Dandelion (Taraxacum officinale) seems to explode overnight across the fields and hillsides, bringing a burst of sunshine with its bright yellow blossoms, and delight with its fairy-like seed heads.
The plant gets its name from the French phrase ‘dent de lion’, which means ‘tooth of the lion’, and although this refers to the shape of its leaves, it could also speak to the powerful medicine packed in this small but mighty weed.
Dandelions in the Kitchen
In addition to feeding almost a hundred different insects and pollinators, dandelion is extremely rich in nutrients including vitamins A, B, C, and D, as well as minerals, such as iron, potassium, and zinc.
The roots, wild harvested in spring and fall, make a delicious coffee alternative, while the leaves can be added to pestos, salads and soups, and the flowers can be made into fritters or syrup. The leaves and flowers can be harvested throughout the season, but will be more tender and taste less bitter in the spring.
The Medicine of Dandelions
Dandelion has a cooling and drying effect on the body and a bitter taste. It acts as a gentle yet powerful tonic bitter for the digestive system, aiding in the secretion of digestive juices, enzymes, and stomach acid, helping your body to break down and absorb nutrients.
It also moves stagnation in the liver by stimulating the production of bile, and aids in stabilizing reproductive hormone imbalances due to a sluggish liver. By helping the body to eliminate waste, it can also help to clear skin conditions such as acne and eczema. The leaves act as a diuretic, helping the body to produce urine and get rid of excess fluids.

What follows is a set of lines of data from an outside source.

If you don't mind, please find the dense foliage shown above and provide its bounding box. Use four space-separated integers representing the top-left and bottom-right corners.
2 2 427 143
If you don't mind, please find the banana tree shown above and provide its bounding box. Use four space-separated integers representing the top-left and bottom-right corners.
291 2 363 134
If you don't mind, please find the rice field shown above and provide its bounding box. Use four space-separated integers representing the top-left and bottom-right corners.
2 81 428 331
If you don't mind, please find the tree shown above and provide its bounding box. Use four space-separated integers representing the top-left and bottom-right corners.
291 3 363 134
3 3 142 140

Not only does dandelion work to cleanse and strengthen the body, it also offers the same medicine to the earth. The plants bring nutrients from deep below through their long tap roots to the surface, building healthy soil and nourishing the other plants around it. They often show up and thrive in places where other plants would struggle to grow, loosening compacted soil and balancing nutrients.
If you’ve ever seen a dandelion pushing up through the cracks in pavement, or scattered across a barren patch of yard, you can see how their tenacity and resilience can help us be strong and healthy in our own bodies as well.
Dandelions at Raven Crest
Dandelion root and leaf come together with burdock root, fennel seeds, nettle leaf, and milk thistle in our Detox Formula. This is a great blend to use as we transition into spring, helping to release and cleanse the body and eliminate toxins. This is a wonderful ally to help you let go of what no longer serves you and step into sunnier days.

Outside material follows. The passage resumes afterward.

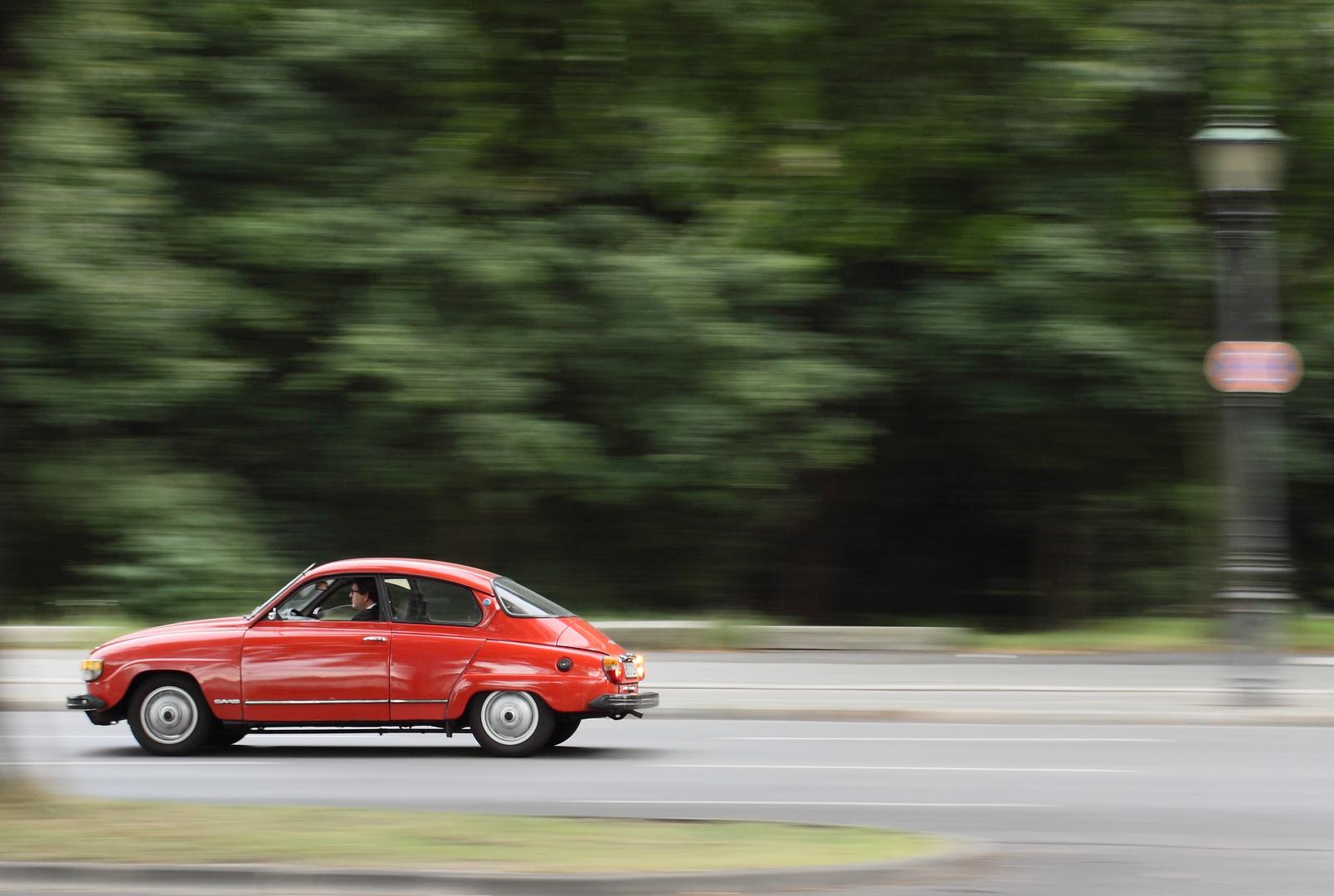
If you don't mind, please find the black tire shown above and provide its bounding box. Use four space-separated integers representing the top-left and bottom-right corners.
468 691 557 756
128 674 217 756
547 716 582 747
208 721 251 747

This beautiful vibrant plant offers itself to so many other healing ways in food, medicine, drinks and dessert. Check out our dandelion fritters recipe as well, it's a spring staple here at Raven Crest.

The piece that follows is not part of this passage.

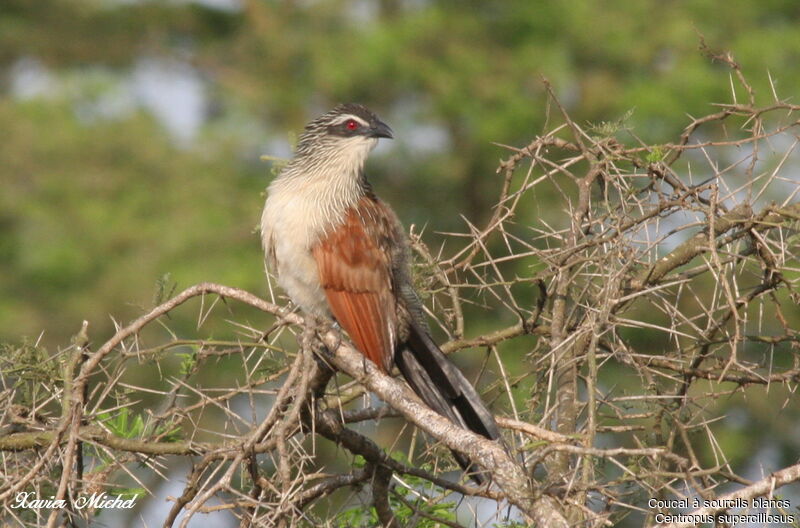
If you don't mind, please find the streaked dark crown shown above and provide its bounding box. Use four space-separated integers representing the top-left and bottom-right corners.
297 103 392 155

If you have had a "weedy" relationship with dandelion in the past, embrace the sunny flower this spring. Make sure you harvest only where no pesticides have been sprayed. If you feel the urge to weed it in your garden, make sure you tincture some of the root as a digestive bitter and liver tonic and add the young leaves to a pesto, salad or soup.
There is delicious and nutritious food growing right in the middle of your lawn, asking to be harvested.